Esta semana, un grupo de alumnos de un colegio de Canarias pedían que un amigo suyo pudiera regresar a clase. Como hacen el resto de los niños. Se veían obligados a solicitarlo porque ese chico, de un día para otro, había sido trasladado de isla. Sin previo aviso. Sin que pudieran siquiera “despedirse de él”. Como si fuera “mercancía”, escribían conmocionados. Ese niño del que hablaban, era un niño migrante, pero, eso ni lo mencionaban. No les desconcertaba, como, sin embargo, sí lo hacía, que hubiera abandonado su colegio de la noche a la mañana.
Solo unos días después, escuchábamos el terrorífico juicio por el asesinato de Samuel Luiz, el joven de 24 años que murió machacado por una paliza al grito de ‘maricón’. Hubo dos personas que intentaron salvarle de esa lluvia de puñetazos. Eran dos ciudadanos senegaleses. No tenían papeles, de haberlos tenido, aseguraron ante el juez que habrían llamado a la policía. No tenían permiso de residencia y meterse en esa matanza, para ellos, suponía un tremendo riesgo en todos los sentidos.
Aún así, lo hicieron, porque no se creían la ferocidad y el ensañamiento que estaba sufriendo un chico que estaba solo y “tirado en el suelo”. Ellos se comportaron como héroes, pero no eran héroes. Eran personas. Personas que se merecen tener un sitio seguro donde vivir, un lugar a salvo como el que intentaron conseguir para Samuel antes de que lo mataran.

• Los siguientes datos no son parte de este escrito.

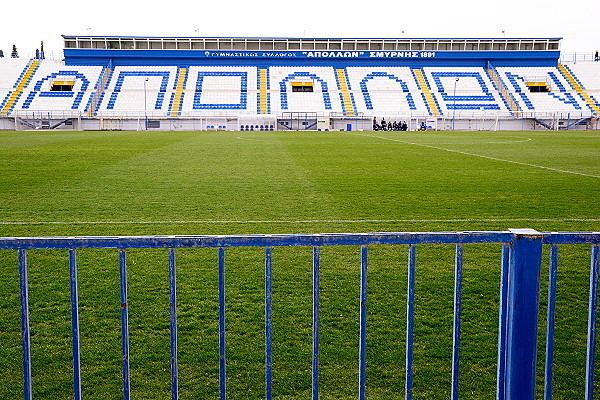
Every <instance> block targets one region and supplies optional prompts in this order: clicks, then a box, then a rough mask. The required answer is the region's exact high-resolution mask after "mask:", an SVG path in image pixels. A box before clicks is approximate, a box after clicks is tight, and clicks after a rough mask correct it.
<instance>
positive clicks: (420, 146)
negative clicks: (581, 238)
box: [350, 133, 600, 179]
mask: <svg viewBox="0 0 600 400" xmlns="http://www.w3.org/2000/svg"><path fill="white" fill-rule="evenodd" d="M350 135H354V136H362V137H368V138H377V139H381V140H389V141H391V142H397V143H403V144H410V145H413V146H419V147H426V148H429V149H435V150H441V151H447V152H449V153H455V154H462V155H465V156H471V157H479V158H485V159H487V160H493V161H500V162H506V163H510V164H516V165H522V166H526V167H532V168H539V169H545V170H547V171H553V172H560V173H563V174H571V175H579V176H586V177H588V178H596V179H600V175H593V174H586V173H584V172H576V171H569V170H567V169H560V168H552V167H546V166H544V165H538V164H531V163H526V162H522V161H514V160H507V159H504V158H498V157H492V156H485V155H483V154H477V153H469V152H467V151H461V150H453V149H447V148H445V147H439V146H433V145H430V144H423V143H415V142H408V141H405V140H399V139H393V138H387V137H383V136H376V135H362V134H360V133H350Z"/></svg>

Estos últimos meses, en plena crisis migratoria, muchas voces se han apresurado a decir que la integración de estas personas que vienen en patera es un verdadero problema. Que tienen una cultura y unos valores “muy diferentes a los nuestros”. No sé a cuáles de ellos se refieren exactamente, pero si es así, desde luego, a mí me gustaría que sus valores de intentar salvar a un chaval de que lo maten se parecieran más a los nuestros. Quizás no es tanto imponer nuestro dogmas a los suyos, si no un intercambio de ambos. Quizás.